Big Girl (2022) by Mecca Jamilah Sullivan

 1,001 Novels: A Library of America
Big Girl (2022)
by Mecca Jamilah Sullivan
New York:  22/105
Harlem: 1/14

  The Audiobook listens run geographically ahead of the books, since fewer titles are Audiobooks.  Here we are in Harlem, the second New York borough to hit and the third sub-area of New York/New Jersey.  Like the other areas, Harlem could itself be a whole state, a small one.   I'm expecting that all of these books except maybe for one (Spanish Harlem) are going to be written by African-American authors, since Harlem is the unquestioned literary capital of Black America and part of the New York City, which is, by virtue of population size and location of the publishing industry, the unquestioned literary capital of the United States.
   
   Big Girl is the exception to all my complaints about YA type titles where the protagonist/narrator is a young woman who basically spends the whole book in her room, or like, at school, and if anything "real" happens to her its horrific.  You can write that novel any way you want, but I've read enough them at this point, 10 percent through the 1,001 Novels project, that 90% of these books are all the same, with only the ethnic background, socioeconomic status and geography changed.

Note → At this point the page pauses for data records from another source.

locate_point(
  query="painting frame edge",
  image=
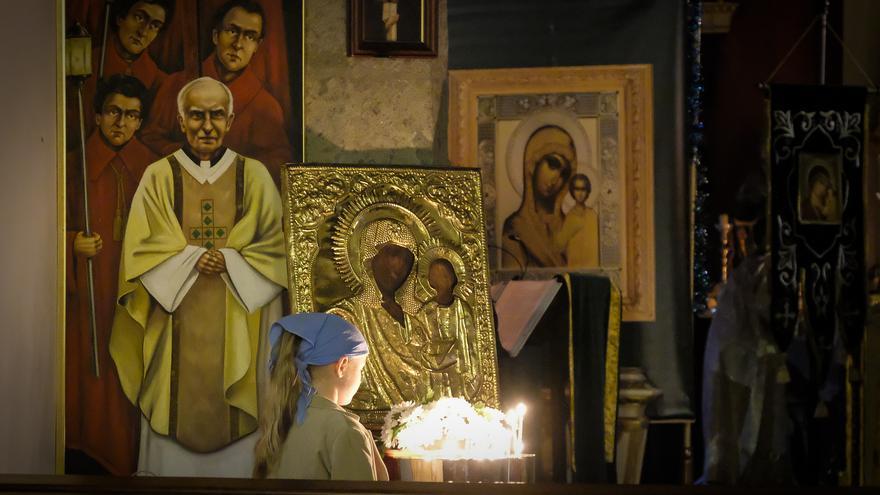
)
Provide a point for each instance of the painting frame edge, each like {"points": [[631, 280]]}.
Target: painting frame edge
{"points": [[61, 259], [635, 83]]}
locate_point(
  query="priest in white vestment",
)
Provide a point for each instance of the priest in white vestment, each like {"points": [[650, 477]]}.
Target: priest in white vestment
{"points": [[200, 278]]}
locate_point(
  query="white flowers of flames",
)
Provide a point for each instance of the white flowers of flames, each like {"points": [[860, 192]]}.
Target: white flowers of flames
{"points": [[451, 428]]}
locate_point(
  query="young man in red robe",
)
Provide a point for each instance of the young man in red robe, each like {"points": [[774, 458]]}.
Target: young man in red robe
{"points": [[134, 25], [259, 130], [100, 421]]}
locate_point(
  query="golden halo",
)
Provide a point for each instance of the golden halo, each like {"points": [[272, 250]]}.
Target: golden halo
{"points": [[382, 203]]}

  Big Girl is that other 10 percent- and these are books that genuinely open my eyes to a new perspective I hadn't given serious thought.  Here, it's the inner life of a morbidly obese high school student, the child of two African-American Yuppie/Professional parents who inhabit a refurbished brownstone in 1990's Manhattan.  Big Girl also has a strong theme of love for the pre-gentrification, now-vanished Harlem of that era, and I found both themes engaging.  Sullivan handles her subject with grace and dignity and does a fantastic job of getting inside the world of a morbidly obese teenager.